I guess Wayne is absolutely correct in how he advises members and after all it is your own risk but if I could figure out how to fix it correctly I would.


----------



## Wayne A. Pflughaupt (Apr 13, 2006)

moreira85 said:


> Someone on another site told me to use the cheater plug with radioshack adapter transformers ie xlr/1/4" male and xlr 1/4 inch female adapters for input n output on bfd. They said by using the cheater w/ these adapters the receiver would ground the bfd.
> Is this safe?


I really don’t see how that can accomplish anything, safety-wise. Take a look at this wiring diagram, which shows how one of those 1/4” – XLR transformers is wired. (Ignore the ground lift switch – there won’t be one with the in-line transformers you’re talking about. The ground line will be straight through.) 










As you can see, the sleeve of the 1/4” plug is common with Pin 1 of the XLR. Pin 1 in turn is common (has continuity) with the chassis of the BFD - and the safety ground lug of its power cord (IOW, the chassis of the BFD, the ground lug of the power cord, and Pin 1 all have continuity). 

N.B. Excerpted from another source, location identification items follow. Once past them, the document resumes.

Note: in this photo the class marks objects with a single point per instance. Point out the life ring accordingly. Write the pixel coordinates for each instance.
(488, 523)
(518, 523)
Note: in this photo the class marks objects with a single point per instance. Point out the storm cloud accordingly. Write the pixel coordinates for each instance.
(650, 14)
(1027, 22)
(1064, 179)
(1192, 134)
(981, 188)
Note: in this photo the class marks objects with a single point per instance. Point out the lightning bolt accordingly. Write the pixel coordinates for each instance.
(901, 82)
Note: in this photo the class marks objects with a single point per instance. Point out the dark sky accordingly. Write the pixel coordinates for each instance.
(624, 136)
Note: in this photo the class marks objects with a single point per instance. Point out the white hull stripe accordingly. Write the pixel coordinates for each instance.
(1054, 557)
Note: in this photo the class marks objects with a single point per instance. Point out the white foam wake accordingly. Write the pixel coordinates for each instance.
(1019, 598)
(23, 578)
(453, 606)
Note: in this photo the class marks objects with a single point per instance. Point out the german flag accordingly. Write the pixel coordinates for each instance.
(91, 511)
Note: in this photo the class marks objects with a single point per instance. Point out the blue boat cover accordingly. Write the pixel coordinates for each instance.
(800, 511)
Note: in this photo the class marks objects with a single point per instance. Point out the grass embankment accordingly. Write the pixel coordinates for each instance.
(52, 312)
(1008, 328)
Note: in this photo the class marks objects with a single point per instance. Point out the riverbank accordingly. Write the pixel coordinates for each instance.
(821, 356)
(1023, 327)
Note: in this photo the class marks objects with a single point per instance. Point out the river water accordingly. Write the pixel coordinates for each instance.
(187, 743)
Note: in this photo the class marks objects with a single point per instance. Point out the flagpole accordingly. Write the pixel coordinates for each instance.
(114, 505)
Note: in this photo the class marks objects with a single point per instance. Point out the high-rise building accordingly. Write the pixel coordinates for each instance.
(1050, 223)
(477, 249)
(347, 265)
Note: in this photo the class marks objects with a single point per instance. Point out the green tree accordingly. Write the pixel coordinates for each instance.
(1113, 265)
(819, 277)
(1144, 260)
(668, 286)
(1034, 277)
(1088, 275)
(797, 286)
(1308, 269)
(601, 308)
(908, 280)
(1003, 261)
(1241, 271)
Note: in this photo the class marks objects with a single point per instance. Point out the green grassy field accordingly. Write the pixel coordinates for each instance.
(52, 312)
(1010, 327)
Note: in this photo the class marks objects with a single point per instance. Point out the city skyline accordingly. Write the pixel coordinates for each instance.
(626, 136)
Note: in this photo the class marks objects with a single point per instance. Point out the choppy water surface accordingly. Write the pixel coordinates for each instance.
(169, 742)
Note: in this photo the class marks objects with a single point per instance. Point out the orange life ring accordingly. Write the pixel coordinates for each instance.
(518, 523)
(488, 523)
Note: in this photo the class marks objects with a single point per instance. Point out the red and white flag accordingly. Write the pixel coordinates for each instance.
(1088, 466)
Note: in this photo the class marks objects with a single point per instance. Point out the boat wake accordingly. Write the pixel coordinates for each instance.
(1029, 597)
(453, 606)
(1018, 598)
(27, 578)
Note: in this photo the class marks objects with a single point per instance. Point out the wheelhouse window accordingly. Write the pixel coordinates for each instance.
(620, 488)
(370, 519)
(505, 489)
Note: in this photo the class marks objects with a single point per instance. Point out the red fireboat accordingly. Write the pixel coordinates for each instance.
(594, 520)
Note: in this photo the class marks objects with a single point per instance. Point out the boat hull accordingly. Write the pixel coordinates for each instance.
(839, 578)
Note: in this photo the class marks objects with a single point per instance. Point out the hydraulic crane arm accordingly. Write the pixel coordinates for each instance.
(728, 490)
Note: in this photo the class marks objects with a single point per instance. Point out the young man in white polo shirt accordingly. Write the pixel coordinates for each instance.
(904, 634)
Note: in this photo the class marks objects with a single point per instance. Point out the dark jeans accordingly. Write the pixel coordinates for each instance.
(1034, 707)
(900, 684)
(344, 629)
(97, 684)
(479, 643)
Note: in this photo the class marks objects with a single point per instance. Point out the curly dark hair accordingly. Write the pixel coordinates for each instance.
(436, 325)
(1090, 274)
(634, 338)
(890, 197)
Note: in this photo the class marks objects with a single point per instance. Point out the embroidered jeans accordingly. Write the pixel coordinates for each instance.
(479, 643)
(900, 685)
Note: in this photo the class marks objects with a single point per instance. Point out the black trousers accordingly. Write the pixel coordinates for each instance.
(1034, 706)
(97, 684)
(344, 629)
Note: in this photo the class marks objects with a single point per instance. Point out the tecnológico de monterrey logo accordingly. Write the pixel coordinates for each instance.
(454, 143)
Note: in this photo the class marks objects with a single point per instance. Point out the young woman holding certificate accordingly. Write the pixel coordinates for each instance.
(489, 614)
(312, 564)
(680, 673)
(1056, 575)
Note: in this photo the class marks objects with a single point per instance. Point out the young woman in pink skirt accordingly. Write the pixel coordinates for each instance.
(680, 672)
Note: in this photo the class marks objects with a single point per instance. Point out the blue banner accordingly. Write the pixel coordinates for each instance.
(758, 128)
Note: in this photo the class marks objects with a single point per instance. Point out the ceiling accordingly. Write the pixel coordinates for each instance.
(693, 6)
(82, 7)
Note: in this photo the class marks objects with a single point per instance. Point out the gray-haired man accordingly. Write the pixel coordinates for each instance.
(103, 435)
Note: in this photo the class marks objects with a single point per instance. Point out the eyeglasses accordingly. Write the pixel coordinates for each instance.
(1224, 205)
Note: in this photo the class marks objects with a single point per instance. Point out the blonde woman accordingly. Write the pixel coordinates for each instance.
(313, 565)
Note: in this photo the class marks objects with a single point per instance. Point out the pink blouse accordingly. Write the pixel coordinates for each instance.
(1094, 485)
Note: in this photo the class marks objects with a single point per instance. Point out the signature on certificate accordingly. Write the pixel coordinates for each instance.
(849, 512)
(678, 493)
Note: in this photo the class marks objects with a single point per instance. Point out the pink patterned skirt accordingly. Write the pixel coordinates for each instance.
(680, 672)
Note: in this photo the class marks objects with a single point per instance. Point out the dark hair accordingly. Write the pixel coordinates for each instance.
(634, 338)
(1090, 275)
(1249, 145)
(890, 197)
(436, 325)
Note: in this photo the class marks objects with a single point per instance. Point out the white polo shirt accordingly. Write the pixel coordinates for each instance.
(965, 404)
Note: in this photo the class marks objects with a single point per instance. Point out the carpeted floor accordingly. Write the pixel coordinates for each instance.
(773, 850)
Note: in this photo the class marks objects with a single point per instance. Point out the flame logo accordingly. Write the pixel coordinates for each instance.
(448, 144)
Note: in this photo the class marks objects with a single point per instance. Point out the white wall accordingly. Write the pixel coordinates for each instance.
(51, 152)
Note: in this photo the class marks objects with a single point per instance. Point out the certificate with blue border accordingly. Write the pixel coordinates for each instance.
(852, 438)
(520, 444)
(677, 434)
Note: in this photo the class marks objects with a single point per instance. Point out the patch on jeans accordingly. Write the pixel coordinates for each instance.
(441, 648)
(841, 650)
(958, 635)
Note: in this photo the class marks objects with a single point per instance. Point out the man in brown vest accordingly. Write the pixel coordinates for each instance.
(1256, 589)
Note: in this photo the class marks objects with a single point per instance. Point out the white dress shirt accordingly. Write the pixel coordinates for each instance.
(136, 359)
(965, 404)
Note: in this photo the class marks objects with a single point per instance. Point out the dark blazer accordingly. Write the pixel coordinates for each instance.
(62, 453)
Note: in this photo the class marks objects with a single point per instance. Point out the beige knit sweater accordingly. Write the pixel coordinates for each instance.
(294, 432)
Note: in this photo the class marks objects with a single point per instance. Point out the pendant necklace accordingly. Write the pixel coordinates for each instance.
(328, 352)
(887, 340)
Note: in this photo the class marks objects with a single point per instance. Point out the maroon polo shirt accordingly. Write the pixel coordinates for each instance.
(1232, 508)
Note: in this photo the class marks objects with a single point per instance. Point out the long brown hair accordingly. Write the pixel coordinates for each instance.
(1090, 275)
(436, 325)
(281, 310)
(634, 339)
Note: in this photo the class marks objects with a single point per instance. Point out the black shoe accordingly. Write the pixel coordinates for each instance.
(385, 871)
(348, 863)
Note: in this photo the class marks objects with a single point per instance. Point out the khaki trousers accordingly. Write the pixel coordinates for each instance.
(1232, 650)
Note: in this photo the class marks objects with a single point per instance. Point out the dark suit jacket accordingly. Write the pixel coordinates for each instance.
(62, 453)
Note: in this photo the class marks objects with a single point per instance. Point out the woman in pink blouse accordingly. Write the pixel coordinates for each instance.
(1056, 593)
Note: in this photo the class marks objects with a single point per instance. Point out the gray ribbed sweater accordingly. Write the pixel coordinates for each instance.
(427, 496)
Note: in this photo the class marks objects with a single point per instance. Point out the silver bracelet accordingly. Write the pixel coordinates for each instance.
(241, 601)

So, lifting the BFD’s safety ground means that Pin 1 is also disconnected from ground. IOW, no safety ground is possible through the transformer, merely by its presence, if the power cord safety ground is lifted. Pin 1 does get continuity back to the chassis of the unbalanced source component (the AVR), though through the sleeve of the 1/4” plug (and subsequent RCA) . However, you could accomplish the same thing by simply running a wire between the chassis of the BFD and AVR. 

Regards,
Wayne


----------